Elle avait une très belle robe verte mais il eut fallu qu'elle ne soit pas belle pour que je puisse lui dire que sa robe était belle et ce qui n'aurait pu être qu'un compliment fait à une jolie femme qui eut eu alors toutes les raisons de le prendre pour elle serait allé à la robe de son choix, c'est à dire à son choix, la robe, plus qu'à elle.
C'est sans compter qu'une jolie femme peut avoir bon goût ce qui en soit ajoute à son charme, devrais-je dire à ses charmes et revient l'idée de la robe fendue qui laisse entrevoir le fruit défendu, aussi que de son décolleté qui laisse deviner… "Couvrez ce sein, que je ne saurais voir". N'est-il pas de meilleure manière de confondre la beauté du corps à celle de la robe de sorte que l'on ne saurait dire ce que l'on a aimé.
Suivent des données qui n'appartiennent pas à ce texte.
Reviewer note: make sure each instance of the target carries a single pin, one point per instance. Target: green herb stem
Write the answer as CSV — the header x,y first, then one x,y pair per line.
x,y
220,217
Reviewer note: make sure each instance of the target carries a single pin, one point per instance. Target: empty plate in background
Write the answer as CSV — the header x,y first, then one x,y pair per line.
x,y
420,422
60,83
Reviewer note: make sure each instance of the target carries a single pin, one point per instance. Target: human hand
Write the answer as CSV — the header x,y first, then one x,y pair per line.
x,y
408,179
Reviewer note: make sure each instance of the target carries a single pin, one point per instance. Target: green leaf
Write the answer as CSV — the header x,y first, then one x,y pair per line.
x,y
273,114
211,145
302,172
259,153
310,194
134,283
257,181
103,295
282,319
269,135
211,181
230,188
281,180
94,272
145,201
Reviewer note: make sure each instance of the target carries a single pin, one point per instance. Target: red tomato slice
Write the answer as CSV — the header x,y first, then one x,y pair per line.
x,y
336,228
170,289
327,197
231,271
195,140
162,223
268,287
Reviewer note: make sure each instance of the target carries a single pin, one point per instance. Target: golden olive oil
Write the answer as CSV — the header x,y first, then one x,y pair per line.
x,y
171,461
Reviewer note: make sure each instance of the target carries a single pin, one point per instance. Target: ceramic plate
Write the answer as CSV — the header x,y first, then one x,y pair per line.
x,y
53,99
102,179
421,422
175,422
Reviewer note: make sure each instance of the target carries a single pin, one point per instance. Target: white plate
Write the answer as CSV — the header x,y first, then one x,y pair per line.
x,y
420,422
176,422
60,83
Il faut habiller une femme d'une robe pour apprécier la robe qui suspendue à une perche n'a aucun effet sur nous et la femme doit l'essayer avant de se décider à la porter ce qui donne à la robe une beauté toute relative en cela qu'elle n'a jamais tenue qu'à elle même mais bien plutôt à la femme qui la porte et pour qui elle a été faite.
Aussi il serait plus juste de dire, plutôt que cette robe est belle, qu'on dirait que cette robe a été faite pour vous. De même que l'on peut dire qu'un livre a trouver son lecteur et qu'il n'y aurait pas de bon livre en soi, on pourrait dire qu'il n'y a pas de belle robe sinon de robe qui est trouvée qui peut la porter à son avantage.
La femme a la robe verte je ne voudrais plus la voir habillée autrement, mais la mode est d'un avis contraire et changeant. Qui de moi ou la mode a raison. Le pourquoi de la mode a pourtant ses raisons qui est de nous faire perdre notre raison d'homme devant la toilette des femmes. Il est vrai que je l'ai vue autrement habillée qu'en robe, mais que je ne l'appellerai dorénavant plus que la femme à la robe verte qui serait comme la plus haute distinction qu'elle ait jamais porté.